No podemos dejar de lado ni minimizar ese llamado hecho a la pareja original a hacerse humanos en el rico intercambio entre ellos dos. Ray Anderson dijo que aunque Dios determinó su humanidad, “Adán no puede estar completo sin encontrarse a sí mismo en la otra persona que es ‘hueso de su hueso y carne de su carne’”5. Su humanidad dependía al mismo tiempo de su comunión con Dios y su comunión con la mujer.

Parte de la provisión de Dios para la humanidad de Adán y Eva se encuentra en su diferencia. Asimismo, somos igualmente llamados desde nuestra soledad por esta mezcla de similitudes y diferencias que marca el encuentro heterosexual. Como Anderson señaló: “La intimidad se intensifica con la complementariedad”6. ¿Cómo se puede aliviar la propia soledad, complementando la humanidad de él o ella, si esa persona no encuentra a miembros del sexo opuesto en su diferencia inspirada?

El sentido de la diferencia entre el hombre y la mujer es en verdad inspirado. ¿Su propósito? Para que las dos partes creen un todo, representando así a Dios en Su plenitud sobre la faz de la tierra.

Aunque Génesis 2 nos brinda pocas claves de la intrínseca diferencia entre el hombre y la mujer, se puede obtener una variación significativa de las formas diferentes de su creación. Dios formó al hombre “con polvo de la tierra” (versículo 7). Esto predispuso al hombre a una relación especial con la tierra; se inclinaría a identificarse con el trabajo de sus manos más que la mujer. Por otro lado, ella fue formada de la costilla del hombre (versículos 21-22). De este modo, Eva se inclinó a definirse a sí misma más en términos de sus relaciones. Podríamos decir que su mayor fortaleza se encuentra en su capacidad de entregarse a otras personas, mientras que la mayor fortaleza del hombre se encuentra en su trabajo.

Estas inclinaciones surgieron a partir de la creación y fueron libres desde normas de roles particulares. Ante el Señor, tanto el hombre como la mujer poseían una libertad de devoción espiritual y armonía relacional. Su postura era recta ante el Señor y cada uno estaba seguro en el amor del otro. Ambos ostentaban conjuntamente la imagen como contrapartes iguales y sin embargo diferentes en la intención integral de Dios para la humanidad.

En el paraíso, las luchas de poder, ahora comunes en las relaciones hombre-mujer, no existían.

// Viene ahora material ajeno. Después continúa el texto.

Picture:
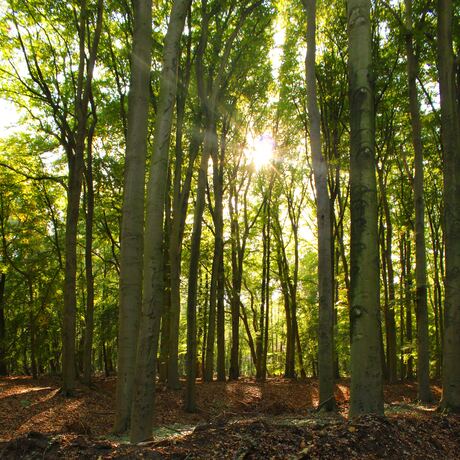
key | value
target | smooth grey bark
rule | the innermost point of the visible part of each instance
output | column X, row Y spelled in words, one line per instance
column 323, row 216
column 89, row 275
column 153, row 278
column 180, row 205
column 423, row 350
column 450, row 136
column 75, row 158
column 3, row 368
column 181, row 192
column 132, row 223
column 209, row 141
column 366, row 369
column 388, row 272
column 218, row 160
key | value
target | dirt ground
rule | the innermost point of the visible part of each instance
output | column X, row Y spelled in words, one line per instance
column 237, row 420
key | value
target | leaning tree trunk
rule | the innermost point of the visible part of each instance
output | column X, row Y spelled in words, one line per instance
column 323, row 213
column 366, row 369
column 3, row 368
column 89, row 218
column 132, row 224
column 423, row 352
column 450, row 133
column 153, row 286
column 209, row 145
column 75, row 158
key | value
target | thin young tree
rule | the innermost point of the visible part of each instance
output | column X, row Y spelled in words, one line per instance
column 423, row 352
column 450, row 134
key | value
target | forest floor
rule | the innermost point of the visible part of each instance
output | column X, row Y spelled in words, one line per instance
column 237, row 420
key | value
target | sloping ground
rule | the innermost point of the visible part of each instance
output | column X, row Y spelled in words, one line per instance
column 243, row 420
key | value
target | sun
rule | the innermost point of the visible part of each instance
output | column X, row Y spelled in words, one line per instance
column 260, row 149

Allí Adán y Eva se complementaban mutuamente de una forma que revelaba lo mejor de cada uno. Yo creo que Adán, con su mayor fortaleza física, amaba con gran pasión a Eva, envolviendo su suavidad en su deseo de asegurarla en el amor. Y Eva, con su corazón más sensible, respondió a su fortaleza con intenso amor, un amor que despertó su corazón y llenó el vacío que tenía adentro.

Sus diferencias los unieron. En el paraíso descubrieron la integridad, no la lucha por el poder. Pablo hizo alusión a esta interdependencia cuando dijo: “En el Señor… no se puede hablar del varón sin la mujer ni de la mujer sin el varón, pues si Dios ha formado a la mujer del varón, éste a su vez nace de la mujer, y ambos vienen de Dios” (1ª Corintios 11:11-12).